Перед глазами все кружилось, точно я несколько часов без перерыва катался на карусели в магловском парке развлечений (я был там однажды, кажется, лет девять назад). Трудно было четко сфокусировать взгляд. Я встряхнул головой. В ушах немедленно зашумело, но кружиться, мир, к сожалению, не перестал.
Упырица по-прежнему стояла совсем рядом, словно непреодолимая стена между мной и остальными студентами. Она не двигалась. Совсем как мраморная статуя, всего лишь один из надгробных памятников. Не ангел, но демон, навек застывший в камне. Не скорбящий, но торжествующий победу смерти над жизнью. Было в ней что-то нелепое, почти гротескное. Однако сердце наполнялось тягучим липким ужасом при одном взгляде на это существо.

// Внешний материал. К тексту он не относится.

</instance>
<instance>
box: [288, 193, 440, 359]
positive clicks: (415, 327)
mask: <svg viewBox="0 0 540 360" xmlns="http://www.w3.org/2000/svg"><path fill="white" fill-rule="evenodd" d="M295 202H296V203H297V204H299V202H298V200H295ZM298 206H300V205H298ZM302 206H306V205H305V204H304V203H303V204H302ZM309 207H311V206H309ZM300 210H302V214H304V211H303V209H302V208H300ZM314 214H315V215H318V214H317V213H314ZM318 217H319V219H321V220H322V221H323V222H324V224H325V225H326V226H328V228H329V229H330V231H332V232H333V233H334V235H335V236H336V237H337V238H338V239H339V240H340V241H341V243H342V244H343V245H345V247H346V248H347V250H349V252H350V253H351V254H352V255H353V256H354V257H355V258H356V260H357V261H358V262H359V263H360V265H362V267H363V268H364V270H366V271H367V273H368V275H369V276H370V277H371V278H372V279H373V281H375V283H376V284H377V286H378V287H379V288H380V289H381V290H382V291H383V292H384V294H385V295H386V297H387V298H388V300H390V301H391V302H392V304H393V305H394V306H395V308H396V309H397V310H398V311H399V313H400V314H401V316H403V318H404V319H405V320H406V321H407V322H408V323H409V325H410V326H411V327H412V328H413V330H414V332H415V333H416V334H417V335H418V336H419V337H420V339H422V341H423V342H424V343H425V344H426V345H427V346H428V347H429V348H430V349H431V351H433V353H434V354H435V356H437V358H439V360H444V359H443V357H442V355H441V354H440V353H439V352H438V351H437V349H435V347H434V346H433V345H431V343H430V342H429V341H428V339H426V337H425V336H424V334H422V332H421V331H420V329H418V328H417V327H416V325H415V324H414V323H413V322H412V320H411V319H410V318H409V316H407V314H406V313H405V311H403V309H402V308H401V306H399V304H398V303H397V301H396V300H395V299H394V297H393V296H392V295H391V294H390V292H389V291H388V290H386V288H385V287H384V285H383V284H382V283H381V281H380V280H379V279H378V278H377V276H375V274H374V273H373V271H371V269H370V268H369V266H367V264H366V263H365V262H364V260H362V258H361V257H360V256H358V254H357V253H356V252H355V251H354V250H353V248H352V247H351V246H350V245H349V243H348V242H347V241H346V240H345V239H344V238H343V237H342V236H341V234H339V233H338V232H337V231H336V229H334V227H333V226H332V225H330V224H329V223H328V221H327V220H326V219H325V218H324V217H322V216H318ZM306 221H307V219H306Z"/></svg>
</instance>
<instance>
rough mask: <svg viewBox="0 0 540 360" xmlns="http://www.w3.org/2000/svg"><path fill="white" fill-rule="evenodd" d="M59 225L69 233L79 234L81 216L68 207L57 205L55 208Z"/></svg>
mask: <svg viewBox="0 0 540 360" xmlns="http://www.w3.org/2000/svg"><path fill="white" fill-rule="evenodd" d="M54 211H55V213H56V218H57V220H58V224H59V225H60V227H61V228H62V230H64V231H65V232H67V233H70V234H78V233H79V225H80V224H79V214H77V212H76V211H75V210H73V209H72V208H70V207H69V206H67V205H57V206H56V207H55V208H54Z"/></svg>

Взгляд ее бесцветных страшных глаз был обращен куда-то вперед, в пространство. У меня создалось впечатление, что упырица слепа. Она как будто не видела студентов, но чувствовала их присутствие. Я понятия не имел, почему упырица до сих пор не попыталась напасть на кого-нибудь, что именно сдерживало ее. По словам Хагрида, обычно вурдалакам сдержанность не свойственна, к тому же их терзает вечный, неутолимый голод.
Нам попался в высшей степени необычный экземпляр.
-
Rictusempra!!!
Серебристая молния вырвалась из палочки слизеринца Теодора Нотта. Он первым из студентов пришел в себя. К несчастью. Честно говоря, для всех было бы лучше, если бы Теодор вообще потерял сознание в этот момент.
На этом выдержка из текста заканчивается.